Il battaglione, che si trovava presso Spert, rimane circondato nella foresta. Per uscire da questa situazione il Comandante Cap.no Masini ordina di tentare nel pomeriggio l’apertura di un varco attraverso Col Visentin e Valdobbiadene per raggiungere la zona del Grappa. Fallito questo primo tentativo, in cui la maggior parte del battaglione cade prigioniera, il Comandante che aveva diretto con energia e slancio la sortita, ordina il ripiegamento nella foresta per rinnovarla, a gruppi, nella notte… Nella notte, in compagnia del Sott.te Todeschini Sig. Edmondo e del Sott.te Passeroni Sig. Federico e di una decina di soldati si attraversa in barca il lago di Santa Croce e nella giornata seguente, 11 nov, sfuggendo alla vigilanza di pattuglie e di accampamenti nemici, attraversa la zona fra Santa Croce e Trichies, con itinerario M. Faverghera, San Quintin, Trichies, ove giunge nella notte. La marcia continua il 12 e il 13 novembre verso Mel già occupata da ingenti forze nemiche, ragion per cui vista l’impossibilità di proseguire per Valdobbiadene e là raggiungere la destra del Piave il gruppo si fraziona per risalire, senza accorgimenti del nemico, sulla sponda sinistra verso Limana in cerca di un sito adatto al guado. Il sottoscritto, coi due suddetti ufficiali, è avvistato verso le 17 da una scosta nemica a una colonna di prigionieri. Fermati da questi si è disarmati, interrogati e quindi condotti al Comando di Presidio Austro Ungarico di Belluno. (Sottotenente Bernardo Jon Tonion n. 15.512)
Un altro tenente del “Belluno” era ricoverato a Milano alla fine di ottobre 1917, ma rientrò al deposito del Battaglione, a Belluno appunto, ai primi di novembre; quindi si riunì ai resti del Battaglione per partecipare all’azione sul Cansiglio.

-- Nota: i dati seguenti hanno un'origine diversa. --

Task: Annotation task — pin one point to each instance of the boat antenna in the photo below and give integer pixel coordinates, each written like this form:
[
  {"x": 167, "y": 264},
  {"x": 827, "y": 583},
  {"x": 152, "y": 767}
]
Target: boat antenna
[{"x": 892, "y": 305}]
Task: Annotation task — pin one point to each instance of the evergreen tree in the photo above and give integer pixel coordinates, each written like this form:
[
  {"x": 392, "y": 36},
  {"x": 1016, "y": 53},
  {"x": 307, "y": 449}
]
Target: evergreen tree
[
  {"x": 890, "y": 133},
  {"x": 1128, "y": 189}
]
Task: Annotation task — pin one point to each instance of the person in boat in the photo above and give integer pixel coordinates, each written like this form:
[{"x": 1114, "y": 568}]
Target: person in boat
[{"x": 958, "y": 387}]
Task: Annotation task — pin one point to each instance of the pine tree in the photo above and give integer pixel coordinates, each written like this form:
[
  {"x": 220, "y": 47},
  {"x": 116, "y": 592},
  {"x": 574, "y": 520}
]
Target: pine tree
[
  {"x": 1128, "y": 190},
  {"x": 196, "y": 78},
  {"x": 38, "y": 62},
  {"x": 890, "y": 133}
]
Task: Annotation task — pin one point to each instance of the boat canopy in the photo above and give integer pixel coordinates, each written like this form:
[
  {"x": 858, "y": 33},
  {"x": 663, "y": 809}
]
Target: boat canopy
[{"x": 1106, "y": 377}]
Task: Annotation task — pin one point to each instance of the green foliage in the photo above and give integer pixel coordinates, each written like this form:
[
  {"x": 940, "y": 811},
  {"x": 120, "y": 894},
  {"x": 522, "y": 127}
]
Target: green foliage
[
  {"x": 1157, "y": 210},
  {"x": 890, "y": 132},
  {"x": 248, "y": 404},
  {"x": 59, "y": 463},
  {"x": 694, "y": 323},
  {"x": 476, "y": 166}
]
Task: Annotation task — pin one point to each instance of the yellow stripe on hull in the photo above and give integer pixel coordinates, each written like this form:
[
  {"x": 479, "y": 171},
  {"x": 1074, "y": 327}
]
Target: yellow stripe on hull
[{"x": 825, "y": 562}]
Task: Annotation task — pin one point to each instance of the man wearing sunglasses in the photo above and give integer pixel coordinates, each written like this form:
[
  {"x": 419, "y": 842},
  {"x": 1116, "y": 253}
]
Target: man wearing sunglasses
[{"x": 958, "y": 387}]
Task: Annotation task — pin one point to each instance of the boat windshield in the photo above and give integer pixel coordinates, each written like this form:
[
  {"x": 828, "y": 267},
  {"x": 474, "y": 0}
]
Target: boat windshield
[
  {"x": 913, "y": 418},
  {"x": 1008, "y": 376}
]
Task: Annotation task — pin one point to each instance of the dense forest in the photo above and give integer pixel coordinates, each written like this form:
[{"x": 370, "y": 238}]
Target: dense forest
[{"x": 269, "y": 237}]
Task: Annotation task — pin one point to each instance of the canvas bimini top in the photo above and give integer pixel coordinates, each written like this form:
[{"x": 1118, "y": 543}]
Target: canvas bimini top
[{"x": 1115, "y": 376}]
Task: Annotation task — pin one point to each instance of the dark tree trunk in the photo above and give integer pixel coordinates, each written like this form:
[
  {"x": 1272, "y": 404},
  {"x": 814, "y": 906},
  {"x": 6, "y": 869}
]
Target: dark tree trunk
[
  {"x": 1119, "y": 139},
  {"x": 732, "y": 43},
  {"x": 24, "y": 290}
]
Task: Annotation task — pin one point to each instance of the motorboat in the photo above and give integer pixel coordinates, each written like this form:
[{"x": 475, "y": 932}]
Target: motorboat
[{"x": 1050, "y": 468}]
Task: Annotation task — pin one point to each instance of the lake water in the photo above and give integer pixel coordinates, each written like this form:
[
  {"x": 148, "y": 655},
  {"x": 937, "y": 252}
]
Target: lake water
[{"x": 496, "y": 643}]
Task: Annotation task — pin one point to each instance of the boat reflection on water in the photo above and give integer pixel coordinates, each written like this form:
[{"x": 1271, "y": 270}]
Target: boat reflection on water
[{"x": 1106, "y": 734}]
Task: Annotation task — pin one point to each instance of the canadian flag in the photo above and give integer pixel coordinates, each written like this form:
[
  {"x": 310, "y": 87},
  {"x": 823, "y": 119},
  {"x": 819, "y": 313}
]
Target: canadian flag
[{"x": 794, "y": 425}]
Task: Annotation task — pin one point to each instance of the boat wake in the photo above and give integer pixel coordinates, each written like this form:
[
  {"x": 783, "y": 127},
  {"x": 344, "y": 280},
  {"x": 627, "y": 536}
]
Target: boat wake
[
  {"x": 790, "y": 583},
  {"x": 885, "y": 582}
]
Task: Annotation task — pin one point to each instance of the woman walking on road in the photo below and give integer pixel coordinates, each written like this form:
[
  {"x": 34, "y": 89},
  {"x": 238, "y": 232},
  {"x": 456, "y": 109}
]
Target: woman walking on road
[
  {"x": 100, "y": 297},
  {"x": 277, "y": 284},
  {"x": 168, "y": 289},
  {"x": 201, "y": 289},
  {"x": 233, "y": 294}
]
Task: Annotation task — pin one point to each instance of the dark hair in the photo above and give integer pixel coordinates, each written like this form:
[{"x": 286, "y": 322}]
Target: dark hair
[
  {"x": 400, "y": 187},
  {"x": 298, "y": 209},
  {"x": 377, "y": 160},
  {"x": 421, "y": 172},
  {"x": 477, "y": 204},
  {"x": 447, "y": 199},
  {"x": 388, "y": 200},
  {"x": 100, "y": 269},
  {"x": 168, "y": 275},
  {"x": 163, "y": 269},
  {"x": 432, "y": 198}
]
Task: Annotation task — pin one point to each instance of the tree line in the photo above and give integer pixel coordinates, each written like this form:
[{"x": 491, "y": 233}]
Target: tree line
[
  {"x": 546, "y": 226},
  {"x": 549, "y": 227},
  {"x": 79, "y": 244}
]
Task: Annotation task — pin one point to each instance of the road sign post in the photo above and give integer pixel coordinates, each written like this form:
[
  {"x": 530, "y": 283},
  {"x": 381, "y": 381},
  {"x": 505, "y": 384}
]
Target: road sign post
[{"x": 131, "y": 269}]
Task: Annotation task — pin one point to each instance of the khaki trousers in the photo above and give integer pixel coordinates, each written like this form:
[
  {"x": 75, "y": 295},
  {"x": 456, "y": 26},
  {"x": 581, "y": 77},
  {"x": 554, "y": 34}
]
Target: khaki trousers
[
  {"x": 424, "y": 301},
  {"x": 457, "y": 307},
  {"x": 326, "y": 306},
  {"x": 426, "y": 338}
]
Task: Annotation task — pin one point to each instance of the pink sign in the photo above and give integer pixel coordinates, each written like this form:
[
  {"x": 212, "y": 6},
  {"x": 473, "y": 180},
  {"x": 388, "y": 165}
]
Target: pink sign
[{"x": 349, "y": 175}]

Il 10 verso le 2 pom. Partimmo dal bosco del Cansiglio alla volta di Farra d’Alpago per poter raggiungere Belluno e di qui Quero. Ma gli austriaci erano già padroni della destra del Piave, per cui dovemmo tentare di salvarci per la strada di S.Croce. Se non che anche questa fin dalla notte era in mano al nemico. Così restammo rinchiusi. Il sig. cap. Marini, riunitici tutti, disse che era cosa impossibile tentare di guadagnare Quero tutti uniti, era perciò opportuno tentare a piccoli gruppi. Alla notte insieme ad altri tre colleghi passai il lago di Santa Croce. Nella notte valicammo il monte Faverghera, e dopo poche ore di riposo, per Quantin e il M. Visentin, arrivammo la sera dell’ 11 a Sossai, paese poco distante da Belluno. Data l amia recente malattia dovetti fermarmi in una casa per ristorarmi mentre i miei colleghi riprendevano il cammino. Gli austriaci erano già passati fino dal mattino del 10, così era impossibile continuare per strade maestre. Sempre dirigendomi verso Quero, la notte dell’11 mi rimisi in cammino… mentre ero intento di varcare un torrentello, fui scorto da una pattuglia di austriaci. Non potei opporre resistenza e dopo avermi malmenato e derubato della pistola, dell’orologio e circa 300 lire, mi condussero al comando del I° Batt. Del 2° regg. Kaiser Schutzen in una villa poco distante. … il 14 a Belluno dove trovai prigionieri pure i miei tre colleghi. (Sottotenente Virginio Dogliani n. 15.375 )
Schierato a pochi chilometri dal battaglione Belluno c’era il Battaglione Val Piave. Non tutti seguirono disciplinatamente il comandante, verso la prigionia, dopo aver distrutti le armi e ogni altro strumento di utilità bellica. In effetti la relazione n. 5.121 del Maggiore Pecchiola manca nella cartella relativa al battaglione; al suo posto c’è un biglietto con questa annotazione INVIATE DALL’UFFICIO SPECIALE INCHIESTE ORDINATE DAL MINISTERO DELLA GUERRA DI TORINO AL MINISTERO GUERRA UFFICIO PERSONALE GENERALE RICHIESTI DETTO UFFICIO CON. N. 665 DI PROT. NON AVUTA RISPOSTA.